International Maritime Organization Names RIT Professor to Prestigious Research Team

Professor James Winebrake will conduct emissions analysis on global shipping

A Rochester Institute of Technology professor was recently named a member of a research team conducting emissions analysis on global shipping for the International Maritime Organization (IMO).

James Winebrake, professor of science, technology and public policy at RIT, will join the IMO team of experts from Norway, Sweden, South Korea, Great Britain, Germany, Japan and the United States. Winebrake is one of only two representatives from the United States.

The IMO research group met earlier this month in Munich and will convene again in June in London. Its first objective is to conduct a greenhouse gas emission inventory of global shipping.
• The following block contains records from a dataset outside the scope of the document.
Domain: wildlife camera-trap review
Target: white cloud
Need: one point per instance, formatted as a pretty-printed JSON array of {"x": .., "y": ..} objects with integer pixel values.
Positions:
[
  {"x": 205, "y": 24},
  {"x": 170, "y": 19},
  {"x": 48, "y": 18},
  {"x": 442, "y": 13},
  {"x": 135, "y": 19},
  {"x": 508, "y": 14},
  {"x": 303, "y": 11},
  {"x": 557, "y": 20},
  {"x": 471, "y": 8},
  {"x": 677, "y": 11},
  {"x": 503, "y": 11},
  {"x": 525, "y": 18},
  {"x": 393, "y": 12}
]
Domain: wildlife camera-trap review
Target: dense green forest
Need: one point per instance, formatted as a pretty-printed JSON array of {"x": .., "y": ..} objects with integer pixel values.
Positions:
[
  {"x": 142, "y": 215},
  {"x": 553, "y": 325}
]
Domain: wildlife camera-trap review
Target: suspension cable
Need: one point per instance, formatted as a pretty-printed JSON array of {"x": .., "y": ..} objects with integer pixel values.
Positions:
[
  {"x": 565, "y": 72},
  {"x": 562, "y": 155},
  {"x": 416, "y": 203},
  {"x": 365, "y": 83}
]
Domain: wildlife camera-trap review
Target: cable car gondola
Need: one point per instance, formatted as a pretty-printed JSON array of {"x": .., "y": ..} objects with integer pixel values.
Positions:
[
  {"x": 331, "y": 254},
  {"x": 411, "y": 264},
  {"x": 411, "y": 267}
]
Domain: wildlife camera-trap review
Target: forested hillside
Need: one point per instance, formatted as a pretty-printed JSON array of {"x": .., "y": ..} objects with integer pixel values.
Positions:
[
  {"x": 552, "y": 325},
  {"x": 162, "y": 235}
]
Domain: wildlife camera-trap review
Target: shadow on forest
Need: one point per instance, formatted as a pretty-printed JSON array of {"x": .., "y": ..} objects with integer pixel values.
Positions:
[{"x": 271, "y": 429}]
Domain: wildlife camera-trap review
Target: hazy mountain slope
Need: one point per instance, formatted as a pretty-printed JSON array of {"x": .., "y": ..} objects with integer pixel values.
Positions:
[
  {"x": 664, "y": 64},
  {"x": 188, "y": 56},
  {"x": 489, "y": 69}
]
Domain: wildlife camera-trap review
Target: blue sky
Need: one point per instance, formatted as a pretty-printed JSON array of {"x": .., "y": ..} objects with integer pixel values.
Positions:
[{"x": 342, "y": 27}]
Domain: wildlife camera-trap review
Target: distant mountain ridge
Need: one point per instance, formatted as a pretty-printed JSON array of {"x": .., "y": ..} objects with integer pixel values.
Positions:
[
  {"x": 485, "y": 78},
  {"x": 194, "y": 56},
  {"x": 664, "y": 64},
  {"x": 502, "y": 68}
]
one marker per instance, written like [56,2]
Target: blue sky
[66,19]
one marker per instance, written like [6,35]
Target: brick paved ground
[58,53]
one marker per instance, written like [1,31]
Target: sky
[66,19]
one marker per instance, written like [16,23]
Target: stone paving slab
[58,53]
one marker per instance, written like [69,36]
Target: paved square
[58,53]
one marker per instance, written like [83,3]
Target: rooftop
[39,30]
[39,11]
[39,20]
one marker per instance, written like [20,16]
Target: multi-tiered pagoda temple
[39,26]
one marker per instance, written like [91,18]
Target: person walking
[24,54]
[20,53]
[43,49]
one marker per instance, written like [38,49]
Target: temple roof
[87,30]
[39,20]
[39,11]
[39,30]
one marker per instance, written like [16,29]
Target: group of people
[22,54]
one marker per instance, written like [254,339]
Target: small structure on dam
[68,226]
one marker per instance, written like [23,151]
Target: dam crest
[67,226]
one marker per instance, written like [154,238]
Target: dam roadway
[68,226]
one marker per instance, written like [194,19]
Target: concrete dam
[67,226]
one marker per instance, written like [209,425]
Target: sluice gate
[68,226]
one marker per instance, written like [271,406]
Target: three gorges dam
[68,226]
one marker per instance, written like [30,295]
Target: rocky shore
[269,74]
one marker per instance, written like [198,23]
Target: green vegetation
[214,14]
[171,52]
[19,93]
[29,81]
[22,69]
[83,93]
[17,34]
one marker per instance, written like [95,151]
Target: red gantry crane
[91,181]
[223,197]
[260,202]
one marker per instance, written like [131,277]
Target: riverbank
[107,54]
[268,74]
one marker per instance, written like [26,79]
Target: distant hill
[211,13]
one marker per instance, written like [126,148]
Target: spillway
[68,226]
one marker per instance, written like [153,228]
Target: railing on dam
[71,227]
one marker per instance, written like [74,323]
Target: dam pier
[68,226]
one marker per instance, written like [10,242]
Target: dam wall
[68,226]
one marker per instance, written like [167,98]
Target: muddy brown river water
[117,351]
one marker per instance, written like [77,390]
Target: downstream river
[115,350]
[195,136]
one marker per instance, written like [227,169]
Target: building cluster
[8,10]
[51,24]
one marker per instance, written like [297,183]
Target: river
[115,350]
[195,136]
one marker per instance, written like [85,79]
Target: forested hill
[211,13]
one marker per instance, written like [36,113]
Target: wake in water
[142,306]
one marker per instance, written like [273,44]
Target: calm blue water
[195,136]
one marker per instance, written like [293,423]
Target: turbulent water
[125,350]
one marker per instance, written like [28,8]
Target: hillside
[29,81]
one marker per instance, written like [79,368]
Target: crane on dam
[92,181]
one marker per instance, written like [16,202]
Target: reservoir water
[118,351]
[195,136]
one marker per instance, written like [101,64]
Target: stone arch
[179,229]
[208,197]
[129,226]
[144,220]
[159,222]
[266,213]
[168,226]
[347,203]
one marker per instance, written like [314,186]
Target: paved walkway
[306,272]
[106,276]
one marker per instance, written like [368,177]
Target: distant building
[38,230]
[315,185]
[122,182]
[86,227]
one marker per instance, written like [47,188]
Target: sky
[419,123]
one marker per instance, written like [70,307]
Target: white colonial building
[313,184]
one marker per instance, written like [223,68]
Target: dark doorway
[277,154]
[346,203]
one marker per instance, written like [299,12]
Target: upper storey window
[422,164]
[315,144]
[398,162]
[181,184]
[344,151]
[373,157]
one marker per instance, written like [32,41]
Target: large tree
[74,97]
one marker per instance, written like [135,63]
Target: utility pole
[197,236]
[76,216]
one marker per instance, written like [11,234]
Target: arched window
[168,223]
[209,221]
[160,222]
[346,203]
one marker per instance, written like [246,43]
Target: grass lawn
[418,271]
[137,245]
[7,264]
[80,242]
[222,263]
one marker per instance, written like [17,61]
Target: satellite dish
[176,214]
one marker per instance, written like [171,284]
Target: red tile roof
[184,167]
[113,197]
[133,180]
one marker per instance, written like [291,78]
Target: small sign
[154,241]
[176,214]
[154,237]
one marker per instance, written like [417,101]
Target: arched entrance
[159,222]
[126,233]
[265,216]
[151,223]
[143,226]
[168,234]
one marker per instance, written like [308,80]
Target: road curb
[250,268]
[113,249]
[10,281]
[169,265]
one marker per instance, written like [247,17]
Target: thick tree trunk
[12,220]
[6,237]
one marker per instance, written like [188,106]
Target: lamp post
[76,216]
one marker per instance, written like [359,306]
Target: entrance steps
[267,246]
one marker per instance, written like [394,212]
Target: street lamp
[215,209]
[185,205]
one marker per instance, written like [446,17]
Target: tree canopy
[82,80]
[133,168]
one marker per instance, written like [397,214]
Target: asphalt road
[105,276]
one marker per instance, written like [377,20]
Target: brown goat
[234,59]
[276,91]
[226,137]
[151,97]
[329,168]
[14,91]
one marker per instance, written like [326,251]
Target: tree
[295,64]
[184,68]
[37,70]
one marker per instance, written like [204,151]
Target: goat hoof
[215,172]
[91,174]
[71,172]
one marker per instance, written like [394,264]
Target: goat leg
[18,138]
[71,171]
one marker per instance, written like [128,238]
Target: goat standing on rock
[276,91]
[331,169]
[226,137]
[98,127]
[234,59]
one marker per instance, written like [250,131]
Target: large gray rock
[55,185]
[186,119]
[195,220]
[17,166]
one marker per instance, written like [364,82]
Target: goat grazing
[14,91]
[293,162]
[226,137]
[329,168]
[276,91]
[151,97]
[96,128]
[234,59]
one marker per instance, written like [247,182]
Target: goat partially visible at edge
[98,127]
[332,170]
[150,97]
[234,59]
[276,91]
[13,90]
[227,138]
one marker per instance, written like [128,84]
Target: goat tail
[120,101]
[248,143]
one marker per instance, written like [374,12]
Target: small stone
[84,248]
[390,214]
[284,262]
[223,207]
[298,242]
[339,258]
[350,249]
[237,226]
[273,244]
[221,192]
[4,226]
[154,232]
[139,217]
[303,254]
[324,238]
Winebrake, an expert on ship emissions, co-wrote an article published in the Dec. 15 issue of Environmental Science and Technology estimating for the first time global premature mortality due to ocean-going vessels. Interest in this topic made “Mortality from Ship Emissions: A Global Assessment,” by Winebrake and co-author James Corbett, one of the most-accessed articles published by Environmental Science & Technology in 2007.

“I’m really excited about being part of this international group of researchers,” Winebrake says. “The problems of emissions from shipping are sizable and have largely been ignored by the international community. This work will allow us to better understand the contributions that ships make to our atmospheric pollution problems.”

Winebrake chairs RIT’s Department of Science Technology and Society/Public Policy at RIT, and co-directs the RIT Laboratory for Environmental Computing and Decision Making.